Skye turns sharply, her blue eyes wide with surprise. “Benny,” she whispers.
“What? I’m not supposed to say that? Sorry, honey. Some things are true whether it’s convenient or not.” I count them up on the fingers of one hand, held out in front of her. “Global warming. Neurotic families. I accidentally bought whole bean coffee instead of ground. So we can’t make coffee this morning after all. Four—your stepsister is a flake who’s doing things the hard way. And Five—I loved you from the first day I met you. That’s never going away.”
She grabs my hand and pulls it to her tummy. As if stopping my counting might shut me up. As if.
“Look, I know you’re stressing,” I tell her. “Go do whatever it is that takes you half a fucking hour to get ready to go to the coffee shop. Or—wait—I could just stumble over there and buy coffee and bring it back.”
She whirls on me. “You go in there with sex hair and buy two of everything and the whole town will know we stayed up all night.”
I chuckle, because that sounds about right. And I really don’t see the problem.

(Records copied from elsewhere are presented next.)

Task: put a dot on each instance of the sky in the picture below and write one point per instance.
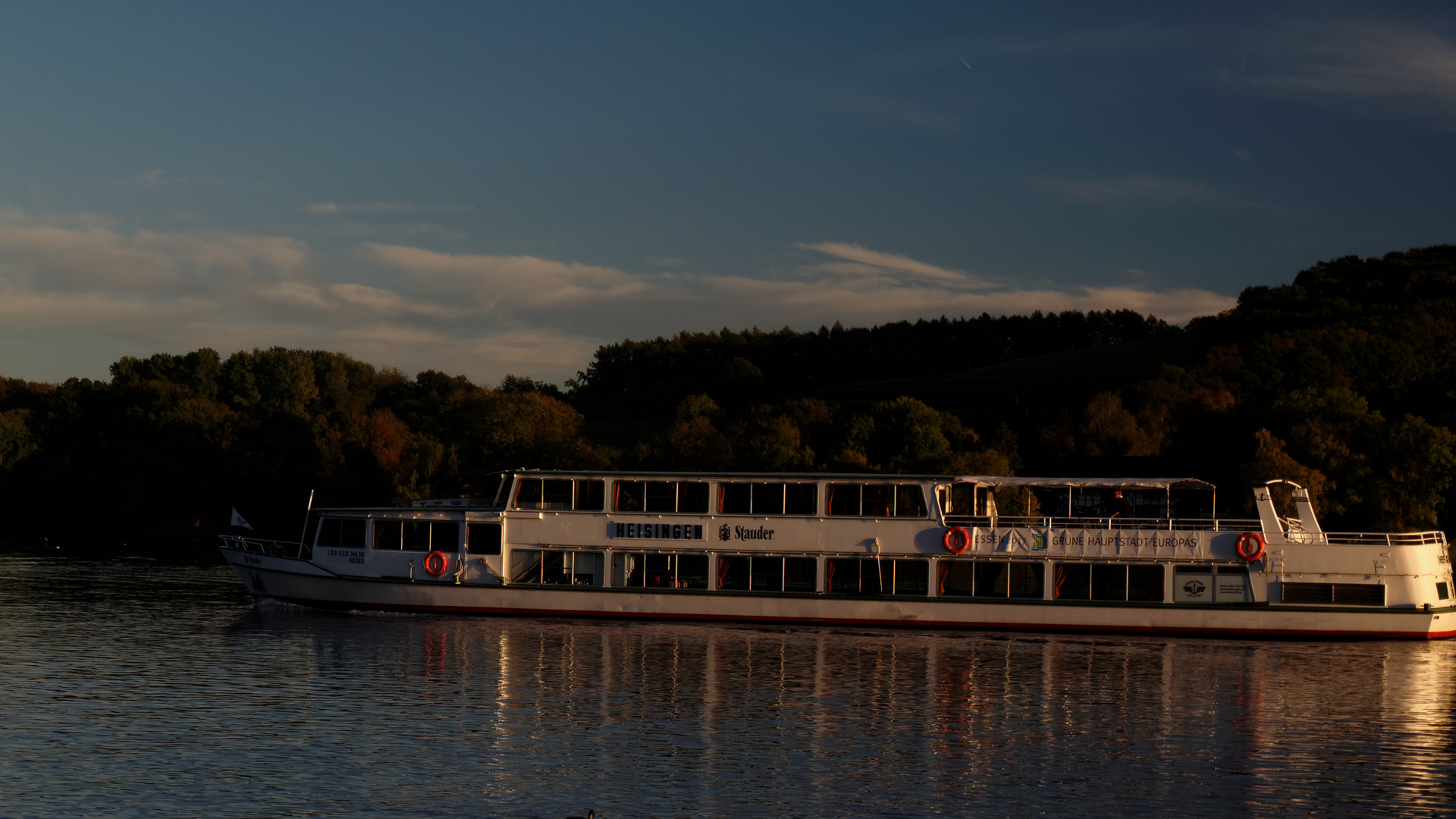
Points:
(491, 188)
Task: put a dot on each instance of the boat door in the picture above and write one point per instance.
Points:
(482, 551)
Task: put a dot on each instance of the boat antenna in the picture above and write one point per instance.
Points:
(305, 534)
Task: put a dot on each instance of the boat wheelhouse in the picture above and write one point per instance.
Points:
(1056, 554)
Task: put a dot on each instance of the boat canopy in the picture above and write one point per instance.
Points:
(1090, 483)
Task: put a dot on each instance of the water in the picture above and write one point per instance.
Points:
(147, 686)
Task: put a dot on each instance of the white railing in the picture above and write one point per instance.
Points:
(273, 548)
(1144, 523)
(1385, 538)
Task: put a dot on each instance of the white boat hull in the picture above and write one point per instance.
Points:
(305, 583)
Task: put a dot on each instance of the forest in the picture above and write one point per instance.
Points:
(1343, 381)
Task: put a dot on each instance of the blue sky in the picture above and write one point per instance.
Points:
(500, 188)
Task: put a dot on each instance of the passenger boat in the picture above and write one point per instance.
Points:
(935, 551)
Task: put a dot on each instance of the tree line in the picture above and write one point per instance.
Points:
(1341, 381)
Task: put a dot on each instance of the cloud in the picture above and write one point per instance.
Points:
(384, 207)
(158, 178)
(1141, 190)
(83, 292)
(874, 264)
(1365, 66)
(501, 284)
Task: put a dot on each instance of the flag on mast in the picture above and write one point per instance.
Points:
(237, 521)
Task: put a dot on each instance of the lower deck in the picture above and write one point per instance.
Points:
(302, 582)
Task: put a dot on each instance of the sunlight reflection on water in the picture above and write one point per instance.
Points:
(153, 687)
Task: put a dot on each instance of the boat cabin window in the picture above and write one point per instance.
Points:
(990, 579)
(1109, 582)
(660, 496)
(1103, 502)
(767, 499)
(484, 538)
(877, 500)
(341, 532)
(647, 570)
(1332, 594)
(766, 573)
(557, 567)
(560, 493)
(871, 576)
(967, 499)
(417, 535)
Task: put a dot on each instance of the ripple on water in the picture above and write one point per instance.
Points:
(156, 689)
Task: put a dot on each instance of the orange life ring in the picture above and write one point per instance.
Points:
(951, 539)
(437, 563)
(1257, 551)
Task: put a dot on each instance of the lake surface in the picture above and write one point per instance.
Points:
(150, 686)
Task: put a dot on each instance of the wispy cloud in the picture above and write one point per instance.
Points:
(383, 207)
(865, 262)
(158, 178)
(1141, 190)
(484, 315)
(1366, 66)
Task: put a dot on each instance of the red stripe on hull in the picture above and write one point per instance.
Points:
(1193, 632)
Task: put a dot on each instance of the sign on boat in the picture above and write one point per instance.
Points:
(930, 551)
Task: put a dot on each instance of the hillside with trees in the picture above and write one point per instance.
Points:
(1341, 381)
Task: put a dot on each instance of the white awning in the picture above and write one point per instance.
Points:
(1090, 483)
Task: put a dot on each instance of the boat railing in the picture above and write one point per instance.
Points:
(1383, 538)
(271, 548)
(1144, 523)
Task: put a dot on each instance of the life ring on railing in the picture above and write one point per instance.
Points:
(1247, 551)
(957, 534)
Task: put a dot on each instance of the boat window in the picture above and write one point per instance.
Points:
(1145, 583)
(692, 497)
(843, 499)
(990, 579)
(329, 529)
(417, 535)
(733, 573)
(647, 570)
(909, 502)
(1334, 594)
(766, 573)
(557, 567)
(957, 579)
(484, 538)
(877, 500)
(628, 496)
(871, 576)
(444, 535)
(351, 537)
(1109, 582)
(660, 496)
(1072, 582)
(590, 496)
(1052, 500)
(767, 499)
(386, 534)
(560, 493)
(801, 499)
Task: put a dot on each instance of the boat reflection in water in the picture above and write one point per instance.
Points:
(726, 720)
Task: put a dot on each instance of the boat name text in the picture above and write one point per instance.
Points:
(657, 531)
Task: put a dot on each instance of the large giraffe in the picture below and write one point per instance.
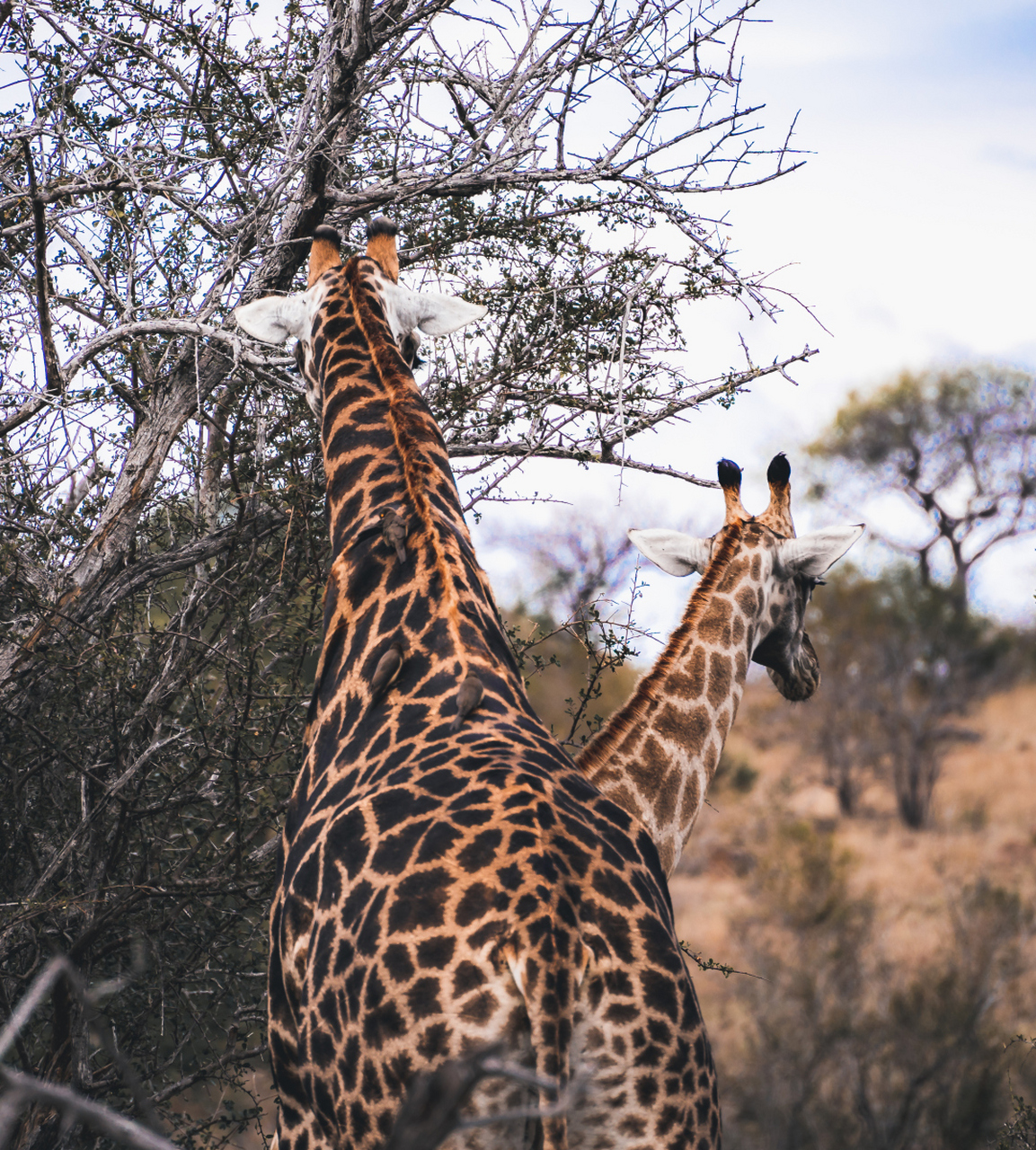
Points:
(448, 878)
(657, 756)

“Twenty minutes,” she says, sliding out of my arms. “Twenty-five if I have to deploy the extra-strength concealer.” She walks away from me, her perfect ass drawing my eye down to long, smooth legs.
I let out an unmanly groan of longing. She doesn’t even break her stride.
When Skye emerges, I take a two-minute shower and tame my sex hair. So it’s twenty-seven minutes later when we enter the Busy Bean together. I must look perky in spite of my lack of sleep, because my sister takes one look at us and bursts out laughing. “Wow,” she says. “I was going to ask why you two disappeared early last night, but maybe I won’t bother. Coffee?” She reaches for two mugs.